Date: 23 July 2012 08:51:55

Yesterday evening we headed back to the Milton Keynes International Festival site for a bit to listen to some more acoustic music and the set we caught up with was by Steve Winch. I'm taking it the website links to the right person, because I got it from The Stables website where he is appearing in October as support to Simon Townsend.....but I'm not entirely convinced as it makes no reference to Small Town Adventures in Hi Fi, his debut album. In fact in this age of social media and online content he appears to have a v. low profile, for example the only FB page I could find was a standard one where you had to request to be added rather than simply being able to like. Whether this low profile approach is part of a strategy I am unsure....if it's not I hope that he or his management get it rectified because he deserves to be a much bigger artist than he is. We'd not come across him before and hadn't been that blown away by anything since stumbling across Grace Petrie, (who plays a similar kind of music), last year at Greenbelt.
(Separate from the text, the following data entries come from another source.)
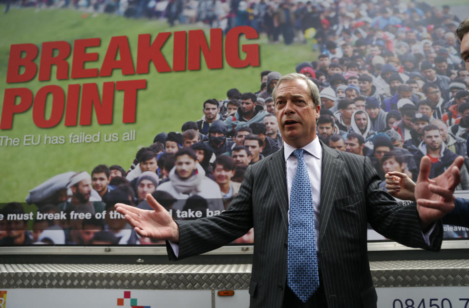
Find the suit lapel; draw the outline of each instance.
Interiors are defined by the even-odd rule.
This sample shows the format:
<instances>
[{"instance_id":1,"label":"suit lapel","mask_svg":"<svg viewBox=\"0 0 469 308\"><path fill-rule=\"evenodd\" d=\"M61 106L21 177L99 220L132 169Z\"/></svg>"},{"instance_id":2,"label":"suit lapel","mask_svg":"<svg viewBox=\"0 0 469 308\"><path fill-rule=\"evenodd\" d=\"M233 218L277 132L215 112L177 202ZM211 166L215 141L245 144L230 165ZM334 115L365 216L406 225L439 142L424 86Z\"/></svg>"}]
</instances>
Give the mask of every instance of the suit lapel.
<instances>
[{"instance_id":1,"label":"suit lapel","mask_svg":"<svg viewBox=\"0 0 469 308\"><path fill-rule=\"evenodd\" d=\"M288 230L288 198L283 148L268 156L267 170L285 229Z\"/></svg>"},{"instance_id":2,"label":"suit lapel","mask_svg":"<svg viewBox=\"0 0 469 308\"><path fill-rule=\"evenodd\" d=\"M335 192L343 162L337 159L339 154L322 145L322 166L321 167L321 204L319 214L320 239L324 236L331 210L335 199Z\"/></svg>"}]
</instances>

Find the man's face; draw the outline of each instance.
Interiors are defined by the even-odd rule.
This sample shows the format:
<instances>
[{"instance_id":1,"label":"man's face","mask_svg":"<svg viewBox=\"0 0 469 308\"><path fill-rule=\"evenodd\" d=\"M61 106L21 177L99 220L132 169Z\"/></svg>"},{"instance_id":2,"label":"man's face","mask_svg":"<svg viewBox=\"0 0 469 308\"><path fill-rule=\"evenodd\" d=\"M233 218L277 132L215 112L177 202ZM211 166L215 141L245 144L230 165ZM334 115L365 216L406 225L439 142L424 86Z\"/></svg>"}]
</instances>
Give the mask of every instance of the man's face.
<instances>
[{"instance_id":1,"label":"man's face","mask_svg":"<svg viewBox=\"0 0 469 308\"><path fill-rule=\"evenodd\" d=\"M429 119L431 118L431 107L427 105L421 105L419 106L419 112L420 113L423 113L424 114L426 114Z\"/></svg>"},{"instance_id":2,"label":"man's face","mask_svg":"<svg viewBox=\"0 0 469 308\"><path fill-rule=\"evenodd\" d=\"M158 165L156 163L156 157L152 157L145 161L140 162L140 170L142 171L142 172L145 172L145 171L156 172L156 169L157 168Z\"/></svg>"},{"instance_id":3,"label":"man's face","mask_svg":"<svg viewBox=\"0 0 469 308\"><path fill-rule=\"evenodd\" d=\"M355 101L354 102L355 103L355 108L357 109L357 110L365 110L365 101Z\"/></svg>"},{"instance_id":4,"label":"man's face","mask_svg":"<svg viewBox=\"0 0 469 308\"><path fill-rule=\"evenodd\" d=\"M277 82L278 81L278 79L272 79L271 82L269 83L269 89L271 91L275 88L275 86L277 85Z\"/></svg>"},{"instance_id":5,"label":"man's face","mask_svg":"<svg viewBox=\"0 0 469 308\"><path fill-rule=\"evenodd\" d=\"M373 83L369 81L359 81L358 86L360 87L360 92L368 92L371 88Z\"/></svg>"},{"instance_id":6,"label":"man's face","mask_svg":"<svg viewBox=\"0 0 469 308\"><path fill-rule=\"evenodd\" d=\"M199 134L196 134L192 139L184 138L184 148L190 148L194 143L199 142Z\"/></svg>"},{"instance_id":7,"label":"man's face","mask_svg":"<svg viewBox=\"0 0 469 308\"><path fill-rule=\"evenodd\" d=\"M83 243L87 245L91 243L94 234L100 231L100 227L91 224L86 224L82 230L79 230L80 237L83 240Z\"/></svg>"},{"instance_id":8,"label":"man's face","mask_svg":"<svg viewBox=\"0 0 469 308\"><path fill-rule=\"evenodd\" d=\"M430 87L428 88L428 91L426 93L426 98L432 102L438 103L440 102L440 99L441 98L441 91L438 88Z\"/></svg>"},{"instance_id":9,"label":"man's face","mask_svg":"<svg viewBox=\"0 0 469 308\"><path fill-rule=\"evenodd\" d=\"M244 150L234 151L231 152L231 158L234 160L236 166L246 166L247 167L251 162L251 156Z\"/></svg>"},{"instance_id":10,"label":"man's face","mask_svg":"<svg viewBox=\"0 0 469 308\"><path fill-rule=\"evenodd\" d=\"M422 71L422 74L424 75L424 77L425 77L428 80L433 80L435 79L435 70L433 68L427 68L425 70Z\"/></svg>"},{"instance_id":11,"label":"man's face","mask_svg":"<svg viewBox=\"0 0 469 308\"><path fill-rule=\"evenodd\" d=\"M402 83L399 80L393 80L389 83L389 88L395 91L397 89L398 87L402 84Z\"/></svg>"},{"instance_id":12,"label":"man's face","mask_svg":"<svg viewBox=\"0 0 469 308\"><path fill-rule=\"evenodd\" d=\"M165 143L165 152L167 153L175 154L179 150L179 147L177 146L177 142L176 141L167 140Z\"/></svg>"},{"instance_id":13,"label":"man's face","mask_svg":"<svg viewBox=\"0 0 469 308\"><path fill-rule=\"evenodd\" d=\"M446 74L446 70L448 68L448 64L447 62L437 63L435 65L435 67L436 68L436 73L437 74L445 75Z\"/></svg>"},{"instance_id":14,"label":"man's face","mask_svg":"<svg viewBox=\"0 0 469 308\"><path fill-rule=\"evenodd\" d=\"M384 146L377 147L375 149L375 156L376 156L378 161L381 163L383 155L390 151L391 151L391 149L389 147Z\"/></svg>"},{"instance_id":15,"label":"man's face","mask_svg":"<svg viewBox=\"0 0 469 308\"><path fill-rule=\"evenodd\" d=\"M137 197L139 201L145 198L147 194L151 194L155 191L156 188L153 182L149 179L144 179L140 181L137 187Z\"/></svg>"},{"instance_id":16,"label":"man's face","mask_svg":"<svg viewBox=\"0 0 469 308\"><path fill-rule=\"evenodd\" d=\"M236 145L243 145L244 144L244 138L249 134L249 132L246 131L241 131L236 133L236 136L234 137L234 143Z\"/></svg>"},{"instance_id":17,"label":"man's face","mask_svg":"<svg viewBox=\"0 0 469 308\"><path fill-rule=\"evenodd\" d=\"M459 106L463 103L467 102L468 98L469 98L469 95L467 95L466 96L463 96L459 100L455 99L454 101L456 102L456 104Z\"/></svg>"},{"instance_id":18,"label":"man's face","mask_svg":"<svg viewBox=\"0 0 469 308\"><path fill-rule=\"evenodd\" d=\"M320 68L327 69L329 65L331 64L331 60L327 57L319 58L319 67Z\"/></svg>"},{"instance_id":19,"label":"man's face","mask_svg":"<svg viewBox=\"0 0 469 308\"><path fill-rule=\"evenodd\" d=\"M325 97L321 97L321 104L324 108L329 109L334 107L334 101Z\"/></svg>"},{"instance_id":20,"label":"man's face","mask_svg":"<svg viewBox=\"0 0 469 308\"><path fill-rule=\"evenodd\" d=\"M91 175L91 185L93 188L98 193L106 190L108 183L109 180L105 173L93 173Z\"/></svg>"},{"instance_id":21,"label":"man's face","mask_svg":"<svg viewBox=\"0 0 469 308\"><path fill-rule=\"evenodd\" d=\"M414 129L417 131L419 135L422 135L422 130L426 125L428 125L428 122L426 121L416 120L414 121Z\"/></svg>"},{"instance_id":22,"label":"man's face","mask_svg":"<svg viewBox=\"0 0 469 308\"><path fill-rule=\"evenodd\" d=\"M416 85L416 86L417 86L417 88L418 88L418 85ZM401 99L403 98L407 98L408 99L412 99L412 91L402 91L401 92L399 92L398 96L399 97L399 99Z\"/></svg>"},{"instance_id":23,"label":"man's face","mask_svg":"<svg viewBox=\"0 0 469 308\"><path fill-rule=\"evenodd\" d=\"M342 113L342 117L345 119L351 119L352 114L357 110L357 107L355 104L351 104L347 106L345 109L339 109L339 111Z\"/></svg>"},{"instance_id":24,"label":"man's face","mask_svg":"<svg viewBox=\"0 0 469 308\"><path fill-rule=\"evenodd\" d=\"M358 155L362 155L362 150L364 147L365 145L363 144L360 145L358 143L358 139L356 138L347 138L345 141L345 151L349 153L353 153Z\"/></svg>"},{"instance_id":25,"label":"man's face","mask_svg":"<svg viewBox=\"0 0 469 308\"><path fill-rule=\"evenodd\" d=\"M354 86L356 86L357 87L359 87L358 85L358 79L357 78L352 78L351 77L349 78L347 80L347 84L349 86L353 85Z\"/></svg>"},{"instance_id":26,"label":"man's face","mask_svg":"<svg viewBox=\"0 0 469 308\"><path fill-rule=\"evenodd\" d=\"M199 163L201 163L204 161L204 158L205 157L205 152L203 150L196 150L195 154L197 156L197 161Z\"/></svg>"},{"instance_id":27,"label":"man's face","mask_svg":"<svg viewBox=\"0 0 469 308\"><path fill-rule=\"evenodd\" d=\"M355 90L348 89L345 91L345 97L349 99L353 100L358 96L357 91Z\"/></svg>"},{"instance_id":28,"label":"man's face","mask_svg":"<svg viewBox=\"0 0 469 308\"><path fill-rule=\"evenodd\" d=\"M213 171L215 181L218 185L230 183L231 178L234 175L234 170L225 169L222 165L216 164Z\"/></svg>"},{"instance_id":29,"label":"man's face","mask_svg":"<svg viewBox=\"0 0 469 308\"><path fill-rule=\"evenodd\" d=\"M320 109L310 97L304 81L281 83L277 90L276 114L283 140L301 148L314 140Z\"/></svg>"},{"instance_id":30,"label":"man's face","mask_svg":"<svg viewBox=\"0 0 469 308\"><path fill-rule=\"evenodd\" d=\"M278 130L278 124L277 124L277 119L275 117L265 117L263 122L264 125L267 128L267 134L268 135L277 133L277 131Z\"/></svg>"},{"instance_id":31,"label":"man's face","mask_svg":"<svg viewBox=\"0 0 469 308\"><path fill-rule=\"evenodd\" d=\"M324 138L327 139L332 134L332 130L334 126L331 123L321 123L318 125L318 133Z\"/></svg>"},{"instance_id":32,"label":"man's face","mask_svg":"<svg viewBox=\"0 0 469 308\"><path fill-rule=\"evenodd\" d=\"M91 179L82 180L78 185L72 186L72 191L80 202L84 203L88 202L91 196Z\"/></svg>"},{"instance_id":33,"label":"man's face","mask_svg":"<svg viewBox=\"0 0 469 308\"><path fill-rule=\"evenodd\" d=\"M375 119L380 113L380 109L381 109L381 108L380 107L378 107L377 108L367 108L366 111L368 115L370 116L370 118Z\"/></svg>"},{"instance_id":34,"label":"man's face","mask_svg":"<svg viewBox=\"0 0 469 308\"><path fill-rule=\"evenodd\" d=\"M353 52L353 48L350 45L343 46L342 47L342 51L343 52L343 54L350 58Z\"/></svg>"},{"instance_id":35,"label":"man's face","mask_svg":"<svg viewBox=\"0 0 469 308\"><path fill-rule=\"evenodd\" d=\"M363 133L366 130L366 126L368 125L368 119L366 115L363 112L357 112L354 116L355 123L358 127L358 129Z\"/></svg>"},{"instance_id":36,"label":"man's face","mask_svg":"<svg viewBox=\"0 0 469 308\"><path fill-rule=\"evenodd\" d=\"M414 123L412 122L412 117L405 114L402 115L402 122L404 123L404 127L408 130L414 128Z\"/></svg>"},{"instance_id":37,"label":"man's face","mask_svg":"<svg viewBox=\"0 0 469 308\"><path fill-rule=\"evenodd\" d=\"M176 157L176 173L183 179L189 178L197 166L197 162L187 154Z\"/></svg>"},{"instance_id":38,"label":"man's face","mask_svg":"<svg viewBox=\"0 0 469 308\"><path fill-rule=\"evenodd\" d=\"M434 123L432 122L432 124L434 124L435 126L438 128L438 129L440 130L440 133L441 134L441 140L444 142L446 142L448 138L448 127L439 121L435 121Z\"/></svg>"},{"instance_id":39,"label":"man's face","mask_svg":"<svg viewBox=\"0 0 469 308\"><path fill-rule=\"evenodd\" d=\"M231 105L229 104L226 106L226 112L228 114L228 115L233 115L236 112L236 111L238 110L238 107L235 105Z\"/></svg>"},{"instance_id":40,"label":"man's face","mask_svg":"<svg viewBox=\"0 0 469 308\"><path fill-rule=\"evenodd\" d=\"M469 40L469 39L468 39L468 40ZM462 50L462 48L461 48L461 50ZM469 68L468 68L467 61L466 62L466 70L469 69ZM468 70L460 70L459 72L458 72L458 78L464 79L464 78L468 77L469 77L469 71Z\"/></svg>"},{"instance_id":41,"label":"man's face","mask_svg":"<svg viewBox=\"0 0 469 308\"><path fill-rule=\"evenodd\" d=\"M111 180L115 177L116 176L124 176L122 174L122 173L120 171L117 169L114 169L110 171L110 173L109 175L109 181L110 182Z\"/></svg>"},{"instance_id":42,"label":"man's face","mask_svg":"<svg viewBox=\"0 0 469 308\"><path fill-rule=\"evenodd\" d=\"M275 103L274 102L274 101L266 103L265 107L268 112L271 114L275 114Z\"/></svg>"},{"instance_id":43,"label":"man's face","mask_svg":"<svg viewBox=\"0 0 469 308\"><path fill-rule=\"evenodd\" d=\"M345 151L345 142L341 138L335 142L332 140L329 140L329 147L334 150Z\"/></svg>"},{"instance_id":44,"label":"man's face","mask_svg":"<svg viewBox=\"0 0 469 308\"><path fill-rule=\"evenodd\" d=\"M257 140L244 140L244 146L251 152L251 158L255 160L259 157L260 147Z\"/></svg>"},{"instance_id":45,"label":"man's face","mask_svg":"<svg viewBox=\"0 0 469 308\"><path fill-rule=\"evenodd\" d=\"M424 141L430 150L438 150L441 147L441 134L440 130L427 131L424 135Z\"/></svg>"},{"instance_id":46,"label":"man's face","mask_svg":"<svg viewBox=\"0 0 469 308\"><path fill-rule=\"evenodd\" d=\"M387 158L383 161L382 167L383 171L384 172L384 173L392 171L402 172L402 167L394 157Z\"/></svg>"},{"instance_id":47,"label":"man's face","mask_svg":"<svg viewBox=\"0 0 469 308\"><path fill-rule=\"evenodd\" d=\"M242 115L251 114L254 112L254 108L256 104L253 103L250 99L244 99L241 102L241 112Z\"/></svg>"},{"instance_id":48,"label":"man's face","mask_svg":"<svg viewBox=\"0 0 469 308\"><path fill-rule=\"evenodd\" d=\"M205 118L208 121L213 120L218 112L218 106L212 104L206 104L203 111Z\"/></svg>"},{"instance_id":49,"label":"man's face","mask_svg":"<svg viewBox=\"0 0 469 308\"><path fill-rule=\"evenodd\" d=\"M397 122L397 119L396 118L389 118L387 120L387 128L392 129L394 123Z\"/></svg>"},{"instance_id":50,"label":"man's face","mask_svg":"<svg viewBox=\"0 0 469 308\"><path fill-rule=\"evenodd\" d=\"M336 92L336 95L339 98L344 98L345 97L345 92L342 89L338 89Z\"/></svg>"},{"instance_id":51,"label":"man's face","mask_svg":"<svg viewBox=\"0 0 469 308\"><path fill-rule=\"evenodd\" d=\"M378 56L381 54L381 52L380 50L379 47L378 46L373 46L370 47L369 49L370 54L371 56L374 57L375 56Z\"/></svg>"},{"instance_id":52,"label":"man's face","mask_svg":"<svg viewBox=\"0 0 469 308\"><path fill-rule=\"evenodd\" d=\"M418 83L410 84L410 87L412 87L412 91L413 92L416 93L417 92L420 91L420 88L419 87L419 84Z\"/></svg>"},{"instance_id":53,"label":"man's face","mask_svg":"<svg viewBox=\"0 0 469 308\"><path fill-rule=\"evenodd\" d=\"M329 67L329 74L332 76L334 74L341 74L342 69L340 67Z\"/></svg>"}]
</instances>

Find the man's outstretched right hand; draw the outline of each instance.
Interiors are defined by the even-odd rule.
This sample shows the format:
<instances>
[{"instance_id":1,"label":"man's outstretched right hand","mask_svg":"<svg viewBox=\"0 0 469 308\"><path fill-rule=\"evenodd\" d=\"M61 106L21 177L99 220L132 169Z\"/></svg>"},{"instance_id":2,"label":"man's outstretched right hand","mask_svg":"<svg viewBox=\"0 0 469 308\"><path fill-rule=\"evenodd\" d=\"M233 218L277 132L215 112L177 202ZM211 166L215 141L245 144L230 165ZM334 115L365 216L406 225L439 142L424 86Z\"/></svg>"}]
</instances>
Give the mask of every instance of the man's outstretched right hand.
<instances>
[{"instance_id":1,"label":"man's outstretched right hand","mask_svg":"<svg viewBox=\"0 0 469 308\"><path fill-rule=\"evenodd\" d=\"M116 210L125 216L139 235L178 242L179 228L170 213L149 194L147 195L147 201L153 211L122 203L117 203L115 206Z\"/></svg>"}]
</instances>

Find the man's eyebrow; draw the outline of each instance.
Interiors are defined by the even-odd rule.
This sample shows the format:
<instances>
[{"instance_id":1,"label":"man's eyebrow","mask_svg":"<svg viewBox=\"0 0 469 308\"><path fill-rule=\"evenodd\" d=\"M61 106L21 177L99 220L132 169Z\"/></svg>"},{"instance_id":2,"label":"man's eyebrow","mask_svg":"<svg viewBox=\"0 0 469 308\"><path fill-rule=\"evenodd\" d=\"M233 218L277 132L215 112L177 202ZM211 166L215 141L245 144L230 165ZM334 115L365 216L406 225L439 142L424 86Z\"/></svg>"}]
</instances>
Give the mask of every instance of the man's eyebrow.
<instances>
[{"instance_id":1,"label":"man's eyebrow","mask_svg":"<svg viewBox=\"0 0 469 308\"><path fill-rule=\"evenodd\" d=\"M303 99L304 98L304 96L303 96L301 94L290 94L290 96L291 96L291 97L293 97L293 98L294 98L297 99L298 99L298 98L303 98ZM284 98L285 97L285 96L284 95L280 94L280 95L277 95L277 97L276 98Z\"/></svg>"}]
</instances>

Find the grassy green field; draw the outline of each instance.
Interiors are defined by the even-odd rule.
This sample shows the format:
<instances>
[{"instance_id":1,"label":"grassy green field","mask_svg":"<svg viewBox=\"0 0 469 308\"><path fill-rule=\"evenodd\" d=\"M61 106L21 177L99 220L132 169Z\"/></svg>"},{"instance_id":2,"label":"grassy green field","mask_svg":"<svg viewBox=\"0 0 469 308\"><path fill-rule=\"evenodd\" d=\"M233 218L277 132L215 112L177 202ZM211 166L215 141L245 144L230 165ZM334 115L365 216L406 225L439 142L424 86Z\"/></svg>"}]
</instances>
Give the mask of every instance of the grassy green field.
<instances>
[{"instance_id":1,"label":"grassy green field","mask_svg":"<svg viewBox=\"0 0 469 308\"><path fill-rule=\"evenodd\" d=\"M1 12L4 6L0 6ZM186 71L158 73L153 67L147 75L123 76L120 70L115 70L109 77L57 81L55 69L52 79L48 82L39 82L37 75L27 83L6 84L10 46L12 44L31 43L40 48L45 42L65 41L72 45L78 39L100 38L101 46L93 47L87 52L97 52L99 60L88 63L86 68L101 67L110 38L125 35L128 38L135 65L138 35L151 34L152 40L161 32L186 30L195 26L179 25L170 28L163 21L128 19L114 15L96 16L82 12L68 9L12 8L8 14L2 13L0 28L2 30L0 41L0 108L3 107L5 89L26 88L35 94L42 87L58 85L65 91L69 84L96 83L100 91L103 82L145 79L147 88L139 91L137 101L136 122L123 124L122 91L116 91L114 103L113 123L111 125L99 125L93 114L91 125L87 126L68 127L64 125L64 115L55 127L40 129L33 121L31 107L26 112L14 116L13 128L0 131L0 136L19 138L17 146L0 147L0 195L1 202L21 201L28 191L51 176L63 172L85 170L90 172L99 164L119 164L128 168L138 149L150 144L153 137L161 132L180 131L181 125L189 120L196 121L202 115L202 104L208 98L223 99L226 91L236 88L241 92L255 91L260 85L259 73L265 69L277 70L282 74L294 71L295 66L305 61L317 59L317 54L306 44L286 46L283 44L272 44L261 36L258 40L242 43L258 44L260 48L260 66L244 68L234 68L225 63L222 69L209 70L202 60L202 68L199 71ZM73 49L72 49L73 50ZM167 61L172 66L172 42L170 37L163 49ZM71 55L68 63L71 66ZM40 53L36 59L39 64ZM52 100L48 98L45 118L50 116ZM18 103L18 102L17 103ZM135 130L136 140L132 141L105 142L104 134L122 134ZM101 132L101 141L97 143L70 144L68 135L83 132L88 134ZM64 136L63 145L44 144L43 135ZM22 144L25 135L42 136L38 145L25 146Z\"/></svg>"}]
</instances>

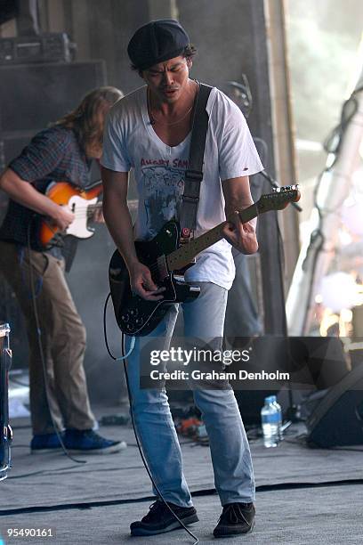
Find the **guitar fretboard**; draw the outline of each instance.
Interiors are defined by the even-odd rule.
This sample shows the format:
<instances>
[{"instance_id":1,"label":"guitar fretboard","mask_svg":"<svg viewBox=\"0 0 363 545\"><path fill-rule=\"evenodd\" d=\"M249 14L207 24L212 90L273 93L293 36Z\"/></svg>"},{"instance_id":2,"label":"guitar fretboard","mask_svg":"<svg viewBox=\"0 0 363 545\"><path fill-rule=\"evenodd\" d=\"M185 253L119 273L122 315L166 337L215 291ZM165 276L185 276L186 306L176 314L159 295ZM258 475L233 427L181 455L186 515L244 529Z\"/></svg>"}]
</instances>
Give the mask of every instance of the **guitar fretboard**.
<instances>
[{"instance_id":1,"label":"guitar fretboard","mask_svg":"<svg viewBox=\"0 0 363 545\"><path fill-rule=\"evenodd\" d=\"M246 224L258 216L258 208L256 203L251 205L247 208L238 212L239 219L242 224ZM206 249L212 244L215 244L223 238L222 230L227 222L222 222L216 225L207 232L200 235L197 239L193 239L187 244L184 244L177 250L169 254L166 257L167 266L169 271L178 271L185 267L192 259L200 254L204 249Z\"/></svg>"}]
</instances>

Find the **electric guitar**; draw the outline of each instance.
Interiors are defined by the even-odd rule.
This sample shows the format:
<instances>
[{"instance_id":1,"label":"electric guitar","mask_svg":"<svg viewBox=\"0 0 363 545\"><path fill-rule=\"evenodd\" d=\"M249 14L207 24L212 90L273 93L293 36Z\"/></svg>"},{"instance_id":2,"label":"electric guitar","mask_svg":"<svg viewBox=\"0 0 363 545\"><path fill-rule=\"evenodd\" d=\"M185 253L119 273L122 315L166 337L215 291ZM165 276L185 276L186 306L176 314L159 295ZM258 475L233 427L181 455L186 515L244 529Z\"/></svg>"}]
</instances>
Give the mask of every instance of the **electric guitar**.
<instances>
[{"instance_id":1,"label":"electric guitar","mask_svg":"<svg viewBox=\"0 0 363 545\"><path fill-rule=\"evenodd\" d=\"M269 210L282 210L299 199L298 185L281 187L238 212L239 219L245 224ZM152 240L135 240L139 261L149 268L156 285L165 288L164 298L158 301L147 301L132 292L125 263L118 250L114 252L109 281L116 320L124 333L135 337L148 335L162 321L171 305L198 297L199 288L186 282L184 272L194 264L198 254L223 238L225 224L223 222L181 247L180 226L174 220L165 224Z\"/></svg>"},{"instance_id":2,"label":"electric guitar","mask_svg":"<svg viewBox=\"0 0 363 545\"><path fill-rule=\"evenodd\" d=\"M68 182L50 183L45 195L56 204L67 207L75 215L75 219L67 229L60 231L50 218L42 216L37 231L39 245L44 248L51 248L59 244L60 240L66 235L73 235L77 239L93 236L94 230L88 226L88 220L102 206L101 202L97 202L102 189L101 182L97 182L89 190L76 187Z\"/></svg>"}]
</instances>

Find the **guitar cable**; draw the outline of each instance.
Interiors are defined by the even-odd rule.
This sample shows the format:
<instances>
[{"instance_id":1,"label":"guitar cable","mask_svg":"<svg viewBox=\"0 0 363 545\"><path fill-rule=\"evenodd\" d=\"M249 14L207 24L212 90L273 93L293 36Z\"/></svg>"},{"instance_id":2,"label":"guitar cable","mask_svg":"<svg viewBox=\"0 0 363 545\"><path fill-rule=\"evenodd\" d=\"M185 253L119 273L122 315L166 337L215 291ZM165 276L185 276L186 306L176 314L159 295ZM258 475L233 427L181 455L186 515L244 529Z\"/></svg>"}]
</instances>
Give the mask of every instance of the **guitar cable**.
<instances>
[{"instance_id":1,"label":"guitar cable","mask_svg":"<svg viewBox=\"0 0 363 545\"><path fill-rule=\"evenodd\" d=\"M124 331L121 331L121 353L122 355L121 357L115 357L110 350L109 350L109 342L108 342L108 338L107 338L107 328L106 328L106 312L107 312L107 306L108 306L108 303L109 303L109 299L110 297L110 293L109 293L109 295L106 297L106 301L105 301L105 305L103 307L103 333L104 333L104 338L105 338L105 345L106 345L106 348L107 351L109 353L109 355L112 358L112 360L114 360L115 362L123 362L124 363L124 371L125 371L125 378L126 379L126 388L127 388L127 395L128 395L128 399L129 399L129 404L130 404L130 417L131 417L131 423L133 425L133 435L135 436L136 439L136 444L137 447L139 449L139 452L140 452L140 456L141 457L141 460L142 463L144 465L144 468L146 469L146 472L149 476L149 478L150 479L155 490L157 491L159 499L164 502L164 504L167 507L167 508L169 509L169 511L172 513L173 517L179 522L179 524L181 525L181 527L182 527L190 535L190 537L193 538L193 540L195 540L193 545L198 545L198 543L199 543L199 540L198 538L192 533L190 532L190 530L189 528L187 528L187 526L184 525L184 523L179 518L179 517L176 515L176 513L174 513L174 511L173 510L173 508L170 507L170 505L167 503L166 500L164 498L162 492L160 492L160 489L158 488L157 484L156 484L154 477L152 476L151 474L151 470L149 469L149 466L148 466L148 462L146 461L146 458L145 455L143 453L142 451L142 447L139 439L139 435L137 434L137 430L136 430L136 426L135 426L135 421L134 421L134 418L133 418L133 403L132 403L132 399L133 399L133 395L131 393L131 388L130 388L130 382L129 382L129 378L128 378L128 373L127 373L127 365L128 365L128 362L127 362L127 358L130 355L130 354L133 352L134 346L135 346L135 337L132 337L131 338L131 346L127 352L127 354L125 354L125 335L124 333Z\"/></svg>"}]
</instances>

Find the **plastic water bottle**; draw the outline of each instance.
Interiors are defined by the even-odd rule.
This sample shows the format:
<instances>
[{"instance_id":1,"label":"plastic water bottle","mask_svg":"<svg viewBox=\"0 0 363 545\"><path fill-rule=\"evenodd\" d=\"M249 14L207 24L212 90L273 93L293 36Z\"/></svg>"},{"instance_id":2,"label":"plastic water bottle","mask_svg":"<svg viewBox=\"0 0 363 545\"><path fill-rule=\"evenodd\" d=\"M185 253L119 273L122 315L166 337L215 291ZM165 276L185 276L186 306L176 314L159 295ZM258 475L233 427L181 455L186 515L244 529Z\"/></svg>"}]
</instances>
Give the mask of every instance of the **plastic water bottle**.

The sound check gave the first indication that this was going to be enjoyable, he played part of Billy Bragg's To Have and To Have Not....something I kept hoping he would be singing in full on the couple of occasions he introduced covers. The snatch he played to get the levels right was excellent.

The set began with Some Where South of Heaven which was a Folk Punk number which mixed religious imagery with anti-capitalist politics in the lyrics. Like Bragg, Petrie and others of their ilk he mixed these overtly political numbers with reality love songs and the second number he played Little White Lies fitted into the second category.

One of my favourite songs of the evening was CV of Despair which talked about the problems and angst of job hunting and finding only rejection. The structural reasons behind this situation as well as its effects were discussed through some deep and poignant lyrics.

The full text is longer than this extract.